I have a deep appreciation for the liturgical tradition that marks time differently than our culture does. In the past, I have been an Advent Nazi, holding off on Christmas carols and songs till at least mid-December. I also have strong opinions regarding purple (not blue) as the proper color of waiting and expectation. And as firmly as I’d like to hold onto those aspects of Advent, I am reminded that my staunch mindset can hinder me from seeing how Christ is breaking into the world while I remain firmly entrenched in tradition for tradition’s sake. As the culture continues to co-opt Christmas into a commercial holiday that begins increasingly earlier and earlier, I’m ready, this year, to begin my contemplations for making New Year resolutions now, in Advent.

And the wonderful part is that I dare to believe John Wesley invites us to do just that! Many contemporary Wesleyans are familiar with Wesley’s Covenant Renewal Service, a service instituted among the people called Methodists. Wesley’s Covenant Prayer is often used today, as it was in Wesley’s day, in January, at the start of the new calendar year. Since Wesley lived in 18th century England, a time in which Christendom was unquestioned, when persons in the early Methodist movement were expected to be members of the Anglican Church, the whole calendar, ecclesial and cultural, moved with intentional ritual, filled with reflection and meaning.
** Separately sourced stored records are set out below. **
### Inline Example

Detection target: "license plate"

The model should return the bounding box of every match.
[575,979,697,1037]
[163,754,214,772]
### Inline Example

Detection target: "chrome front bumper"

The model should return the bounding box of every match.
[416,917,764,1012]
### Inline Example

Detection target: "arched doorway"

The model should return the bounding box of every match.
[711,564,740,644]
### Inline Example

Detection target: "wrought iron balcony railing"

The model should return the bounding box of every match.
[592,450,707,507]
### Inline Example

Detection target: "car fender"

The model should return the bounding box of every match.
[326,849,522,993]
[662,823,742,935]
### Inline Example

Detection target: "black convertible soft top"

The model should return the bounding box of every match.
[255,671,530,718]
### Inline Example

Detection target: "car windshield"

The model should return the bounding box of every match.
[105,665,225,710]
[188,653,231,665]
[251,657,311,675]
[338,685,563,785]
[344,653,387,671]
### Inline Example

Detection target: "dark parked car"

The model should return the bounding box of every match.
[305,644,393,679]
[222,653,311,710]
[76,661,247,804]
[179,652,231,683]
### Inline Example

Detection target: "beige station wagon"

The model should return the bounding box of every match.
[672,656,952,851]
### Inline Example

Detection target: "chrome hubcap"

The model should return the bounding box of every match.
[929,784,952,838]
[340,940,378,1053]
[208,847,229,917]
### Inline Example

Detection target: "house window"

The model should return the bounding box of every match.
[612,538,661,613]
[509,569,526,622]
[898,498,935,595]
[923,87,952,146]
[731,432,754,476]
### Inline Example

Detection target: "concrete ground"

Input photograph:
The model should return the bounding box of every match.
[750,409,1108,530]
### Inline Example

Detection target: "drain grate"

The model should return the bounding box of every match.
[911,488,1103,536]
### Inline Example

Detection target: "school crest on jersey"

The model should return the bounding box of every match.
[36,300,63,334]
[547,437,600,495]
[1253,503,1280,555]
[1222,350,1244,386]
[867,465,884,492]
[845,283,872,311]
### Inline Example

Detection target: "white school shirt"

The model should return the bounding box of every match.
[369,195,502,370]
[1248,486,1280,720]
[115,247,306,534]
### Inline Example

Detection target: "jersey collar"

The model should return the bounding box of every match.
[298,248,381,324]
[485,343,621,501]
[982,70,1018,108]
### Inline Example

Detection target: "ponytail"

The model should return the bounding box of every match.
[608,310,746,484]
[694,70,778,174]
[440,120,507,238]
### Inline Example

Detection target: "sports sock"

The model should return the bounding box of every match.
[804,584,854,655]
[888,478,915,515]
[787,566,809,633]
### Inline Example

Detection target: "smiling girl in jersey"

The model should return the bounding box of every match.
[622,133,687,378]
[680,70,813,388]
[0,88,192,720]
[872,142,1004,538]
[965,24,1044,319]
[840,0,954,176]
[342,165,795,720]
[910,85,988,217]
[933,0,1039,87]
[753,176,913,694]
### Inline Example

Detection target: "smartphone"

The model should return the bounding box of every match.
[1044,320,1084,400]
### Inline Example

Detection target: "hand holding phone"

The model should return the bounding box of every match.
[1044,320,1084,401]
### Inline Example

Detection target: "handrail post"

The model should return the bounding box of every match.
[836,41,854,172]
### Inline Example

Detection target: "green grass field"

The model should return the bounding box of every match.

Today’s postmodern, post-Christian society lacks the rhythmic cadence, the purposeful quietness that allows us to be introspective, to take pause and take stock of our selves and get our bearings. So, what’s to prevent the contemporary Christian, specifically the modern day Methodist, from using Advent (the Christian New Year) as the time to contemplate how to prepare our hearts for the continual and eventual return of Christ by using Wesley’s Covenant Renewal Service?

In Wesley’s service, participants are asked to consider five aspects of their discipleship: their everyday Christian life lived before God and the world. A modern paraphrase by George Lyons reads as follows:

– First, consider what your sins are and examine whether you can resolve to forego them all. Consider what His laws are — how holy, strict, and spiritual, and whether you can, upon deliberation, choose them all as the rule of your whole life.
– Second, compose your spirits into the most serious frame possible, suitable to a transaction of so high importance.
– Third, lay hold on the covenant of God and rely upon His promise of giving grace and strength, for only through these will you be enabled to perform your promise. Do not trust your own strength, but take hold on His strength.
– Fourth, resolve to be faithful. Having engaged your hearts, opened your mouths, and subscribed with your hands to the Lord, resolve in His strength never to go back.
– Fifth and last, being thus prepared, in the most solemn manner possible, as if the Lord were visibly present before your eyes, bow and open your hearts to the Lord.

Each prompt is not only consistent with a life of intentional Wesleyan discipleship, which is lived day in and day out throughout the year, but also imbued with themes of Advent. Waiting in expectant hope. Joyfully preparing for the coming peace. Asking God’s grace to break in and envelop the world in a conspiracy of love. How meaningful might our Christmas celebrations and the New Year resolutions we take on might be, if we take full advantage of Advent and live into each of its various aspects in this Christian New Year? May this Advent season be especially blessed as you celebrate it in all aspects as God leads and guides you.